Let me tell you this for a fact, if we allow them (political elite) to decide who will become president in 2023, we are going to be in the same position, if not worse. As a matter of fact, there might be no country to talk about anymore. When I watched his programme, first of all, I was amazed that this is the person that we are calling Maradona. He even used his own mouth to say he had to do a ‘Maradonic handling of society.’ This is why we are in the position we are today. People that should not be listened to at all are the ones making decisions for us, it’s a big problem. I believe the Nigerian people are smarter now than they were in 1993, they will not be bamboozled by any Maradona that doesn’t understand what being a Maradona is.
I believe that if he had taken a stance in 1993, when he was being approached by some of our so-called elite, to annul the election and forego this democratic idea; if he could have just captured those dissenting voices that did not want problems for the Nigerian people and just wanted their own personal progress, his name would have been written in gold.

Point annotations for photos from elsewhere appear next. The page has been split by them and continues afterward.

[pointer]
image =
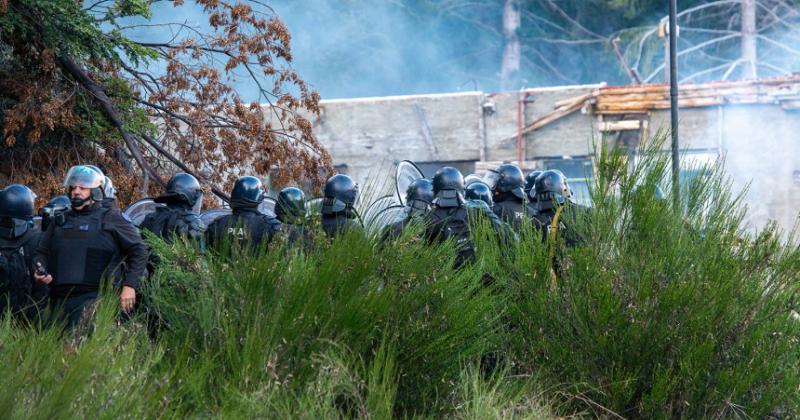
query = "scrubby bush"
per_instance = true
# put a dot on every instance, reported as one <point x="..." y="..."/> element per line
<point x="668" y="308"/>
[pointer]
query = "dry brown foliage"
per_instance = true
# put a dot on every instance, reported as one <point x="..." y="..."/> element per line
<point x="201" y="120"/>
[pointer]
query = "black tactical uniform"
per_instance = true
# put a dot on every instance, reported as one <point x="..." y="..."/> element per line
<point x="338" y="213"/>
<point x="419" y="196"/>
<point x="178" y="214"/>
<point x="507" y="185"/>
<point x="530" y="192"/>
<point x="53" y="211"/>
<point x="18" y="239"/>
<point x="555" y="213"/>
<point x="246" y="226"/>
<point x="87" y="246"/>
<point x="290" y="210"/>
<point x="450" y="217"/>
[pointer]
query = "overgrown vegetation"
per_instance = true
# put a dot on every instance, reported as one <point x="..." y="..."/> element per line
<point x="659" y="314"/>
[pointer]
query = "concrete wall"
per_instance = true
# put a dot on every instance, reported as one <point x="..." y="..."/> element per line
<point x="371" y="135"/>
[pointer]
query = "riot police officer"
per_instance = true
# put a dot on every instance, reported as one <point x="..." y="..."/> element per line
<point x="530" y="190"/>
<point x="507" y="183"/>
<point x="246" y="225"/>
<point x="290" y="210"/>
<point x="555" y="211"/>
<point x="338" y="211"/>
<point x="18" y="239"/>
<point x="481" y="192"/>
<point x="54" y="210"/>
<point x="179" y="213"/>
<point x="450" y="217"/>
<point x="419" y="196"/>
<point x="92" y="242"/>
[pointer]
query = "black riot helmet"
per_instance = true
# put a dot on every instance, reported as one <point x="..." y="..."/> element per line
<point x="16" y="210"/>
<point x="530" y="183"/>
<point x="291" y="205"/>
<point x="247" y="192"/>
<point x="182" y="188"/>
<point x="87" y="176"/>
<point x="552" y="186"/>
<point x="53" y="211"/>
<point x="506" y="179"/>
<point x="448" y="187"/>
<point x="419" y="195"/>
<point x="480" y="191"/>
<point x="340" y="194"/>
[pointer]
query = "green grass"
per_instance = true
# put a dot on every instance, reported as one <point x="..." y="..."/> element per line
<point x="669" y="309"/>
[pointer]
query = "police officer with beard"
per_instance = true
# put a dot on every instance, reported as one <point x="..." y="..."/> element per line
<point x="92" y="242"/>
<point x="452" y="218"/>
<point x="246" y="225"/>
<point x="290" y="210"/>
<point x="18" y="239"/>
<point x="338" y="212"/>
<point x="507" y="185"/>
<point x="178" y="214"/>
<point x="54" y="210"/>
<point x="419" y="196"/>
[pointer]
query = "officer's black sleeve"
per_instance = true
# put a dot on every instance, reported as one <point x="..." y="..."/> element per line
<point x="42" y="248"/>
<point x="132" y="247"/>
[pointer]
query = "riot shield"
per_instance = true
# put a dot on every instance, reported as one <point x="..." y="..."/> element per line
<point x="377" y="206"/>
<point x="406" y="173"/>
<point x="210" y="215"/>
<point x="136" y="212"/>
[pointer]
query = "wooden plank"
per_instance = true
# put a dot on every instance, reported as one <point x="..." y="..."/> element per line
<point x="571" y="101"/>
<point x="624" y="125"/>
<point x="553" y="116"/>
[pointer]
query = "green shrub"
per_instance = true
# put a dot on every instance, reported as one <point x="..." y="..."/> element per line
<point x="669" y="308"/>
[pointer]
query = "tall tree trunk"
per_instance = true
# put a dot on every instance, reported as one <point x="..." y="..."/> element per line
<point x="509" y="72"/>
<point x="749" y="39"/>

But for as long as I am alive, I will make sure that enough people understand that the greatest problem we have in this country is the five babas that are on hilltops. We know where the hilltops are. Anybody that I see that goes to meet them on any of those hilltops for their permission to be president, I have already written those people off because those people have shown that they are not with the Nigerian masses, but they are with a select few who have ruined the nation and they feel they have the right to continue to ruin what we are trying to build.
The Nigeria of today is not the Nigeria of 1993. We are not doing well, but you can see that we are using 97 per cent of our income to service debts. We cannot continue this way. For the past 30 years, we listened to them diligently when they came to us to request our votes, but nothing came out of it. I urge Nigerians, if it’s only this one time you take my advice, to shun anything you hear from these five babas. Enough is enough!